Town and Country, a painting of 1979, looks like a key work in the context of 'Patrick Caulfield 1963-1992', at the Serpentine Gallery, a smaller but more impressive and thoughtfully displayed survey of his art than the one held at the Tate 11 years ago. Town and Country is a wonderful comment on the ludicrousness of one form of urban pastoralism, this painting of a cheap salad bar with its fake woodgrain-effect vinyl surfaces and haywire wallpaper and cheap pseudo-Pointillist carpet leading to a view of what you imagine for a millisecond might be a real landscape outside. But the autumnal trees you see are as unreal as everything else in the interior, and are part of it. Painted in a blurred, dreamy style which is the fine art equivalent to vaseline on the camera lens, this is an ingenious simulation of a fake landscape photo-printed on to a plastic-laminated wall.

The funny thing is that Caulfield's painting does not, itself, give the impression of an artist merely sneering at the kind of place he has taken for his subject. A kind of love is present here, manifest in the painstaking precision that has gone into registering the many sorts of fakeness that make up this interior. Caulfield seems genuinely fascinated by the lurid barbarism of the place, the crass but also brave determination responsible for forging an environment from such weirdly disparate, warring textures and colours and images. The painting might be said to explore his own greatest preoccupation - a preoccupation with the way in which people assemble their worlds from the crazy assortment of styles available to them in the late 20th century. Caulfield's painting, which speaks so effortlessly in so many different sorts of style, is implicitly sympathetic to the world it records.

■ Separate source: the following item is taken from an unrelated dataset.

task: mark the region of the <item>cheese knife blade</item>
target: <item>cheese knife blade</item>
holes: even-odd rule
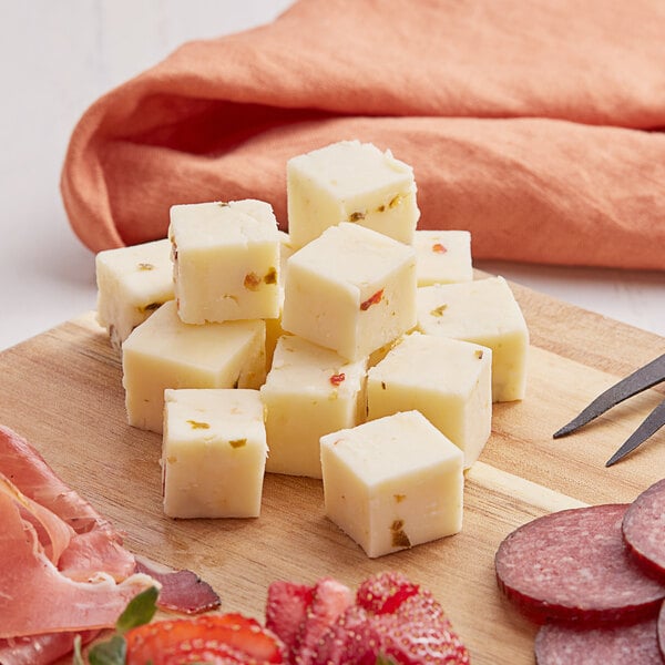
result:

Caulfield has sometimes been seen as a backsliding, nostalgic sort of modern artist, a Synthetic Cubist after the fact (he has frequently expressed his great admiration for Juan Gris). It is true that he takes his fascination with interiors, and perhaps even his notion of the modern world as a maddened collage of primarily man-made objects, from Cubism. But still he is his own artist, and never more so than in a picture like Town and Country. It may sum up, better than any other work, the peculiar character of the world that he has invented (or noticed): a world of garish, spotlit dinginess, which will be instantly familiar to anyone who has ever eaten in a Little Chef or Happy Eater.

Caulfield has always been a painter of the great indoors. He has hardly ever painted a bona fide landscape in his life. Landscapes, in his art, are almost invariably representations of representations - images of postcards or posters or photographs hung by the presumed occupants of the artist's interiors in order, it is implied, to breathe some surrogate fresh air into stale or enclosed lives.

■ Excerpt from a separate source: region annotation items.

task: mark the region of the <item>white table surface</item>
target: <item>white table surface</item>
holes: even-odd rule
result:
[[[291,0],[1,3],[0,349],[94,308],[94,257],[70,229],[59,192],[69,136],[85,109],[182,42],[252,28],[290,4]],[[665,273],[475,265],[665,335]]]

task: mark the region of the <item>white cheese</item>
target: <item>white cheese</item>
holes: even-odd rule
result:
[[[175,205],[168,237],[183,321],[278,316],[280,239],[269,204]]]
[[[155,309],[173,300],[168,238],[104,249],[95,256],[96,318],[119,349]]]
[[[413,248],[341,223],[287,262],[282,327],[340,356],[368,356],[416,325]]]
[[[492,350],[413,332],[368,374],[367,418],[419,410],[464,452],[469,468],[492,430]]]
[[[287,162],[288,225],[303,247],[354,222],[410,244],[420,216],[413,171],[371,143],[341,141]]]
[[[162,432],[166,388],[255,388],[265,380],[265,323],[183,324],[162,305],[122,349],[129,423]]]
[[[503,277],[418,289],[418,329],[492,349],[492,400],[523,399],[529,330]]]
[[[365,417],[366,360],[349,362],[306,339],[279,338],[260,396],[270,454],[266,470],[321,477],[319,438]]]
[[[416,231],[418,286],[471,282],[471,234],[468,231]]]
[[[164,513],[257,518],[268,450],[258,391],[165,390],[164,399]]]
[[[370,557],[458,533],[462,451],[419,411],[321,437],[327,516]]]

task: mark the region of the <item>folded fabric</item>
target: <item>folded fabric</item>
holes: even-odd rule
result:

Depicting the sad aftermath of sociability in a picture called Office Party, Caulfield assembles the objects on a desktop like so much melancholy evidence: typewriter, telephone, anglepoise lamp, empty wine bottles and glasses, ashtray. In the background, you think for a minute that there is a window giving on to a view of a church. But again, it is a doubletake, and the giveaway is not just the subject of the view (how many offices overlook Spoleto Cathedral, after all?) but also its slightly odd perspective. It is a picture of an Italian view, propped against the wall. One detail, but crucial to the atmosphere of the whole picture, which is about the gap between aspirations and realities, about the sadness of lives (most lives) in which only imaginary travel, imaginary adventure, are possible. Caulfield is a genius when it comes to investing dumb facts with poignancy.

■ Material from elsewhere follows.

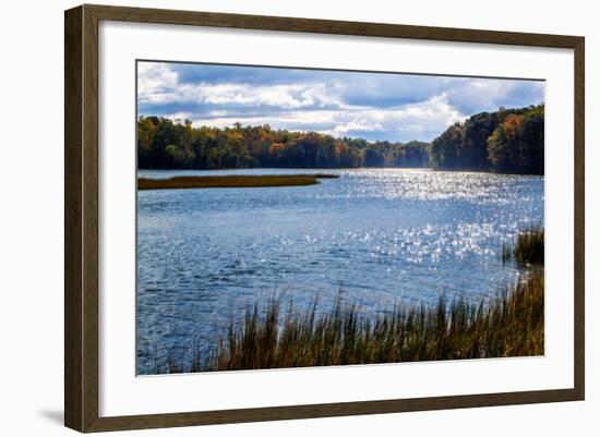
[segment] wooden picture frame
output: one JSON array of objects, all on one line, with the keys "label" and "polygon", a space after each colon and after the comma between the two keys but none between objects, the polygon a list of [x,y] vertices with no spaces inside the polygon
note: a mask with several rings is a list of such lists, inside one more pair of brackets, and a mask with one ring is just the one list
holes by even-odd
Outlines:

Caulfield understands that what people call taste is usually a form of escapism, that decor is fantasy. The emptiness of most of his interiors is not merely, as it has sometimes been said, a Hopperesque device designed to produce a sense of melancholy through absence. It is also a way of indicating the extent to which all interiors are stage-sets, mises-en-scene calculated (or miscalculated) to produce emotional effects. Caulfield can be at his most affecting when he sees through ambience, when he penetrates to the empty core of certain kinds of places. Inside a Swiss Chalet is a brilliantly matter-of-fact example of this, with its straightforward linear rendition of thoroughgoing Alpine kitsch, a dead would-be rustic interior whose otherwise modern chairs have each had their backs pierced with a single heart motif. In fact, it is a place that is all pretension, no heart: a piece of hollow theatre, no one home. Thirteen years later, in Candle-lit Dinner, Caulfield is at it again, playing on the juxtaposition between the fantasy of the night on the town (the carefully laid table, candle, flowers), and the unappetising reality: the food on the plate in the painting is rendered with gruesome realism, four greasy pieces of deep-fried chicken wearing miniature paper chef's hats.

Late Caulfield is a less incisive but more elegiac and, in some senses, a more approachable artist than he has occasionally been in the past. Many of the paintings are larger and their construction less conditioned by the desire for plausibility: more overtly fantasies of interiors than some of his earlier pictures, they set various elements (vases, flowers, glasses of beer or whisky) adrift on abstract, perspectiveless grounds of radiant saturated colour. There is nothing remotely sociological about their appeal: they do not kindle the same form of recognition as a painting like Town and Country. They feel more personal than anything else Caulfield has painted to date, some of these woozy dreams of sensual gratification in the abstract, with their free-floating glasses of booze or arrangements of fruit suspended in bright space.

Caulfield seems, temporarily at least, to have abandoned the hard matter-of-factness of his earlier painting and become something of a fantasist. This is art rising above (but not forgetting - Caulfield has not turned sentimental) the banal world in which it has its origins; an art in which sudden fond memories are endowed with the quality of visions. This is art, perhaps, as a form of consolation: Caulfield's acknowledgement that he himself is not immune to the escapist impulse.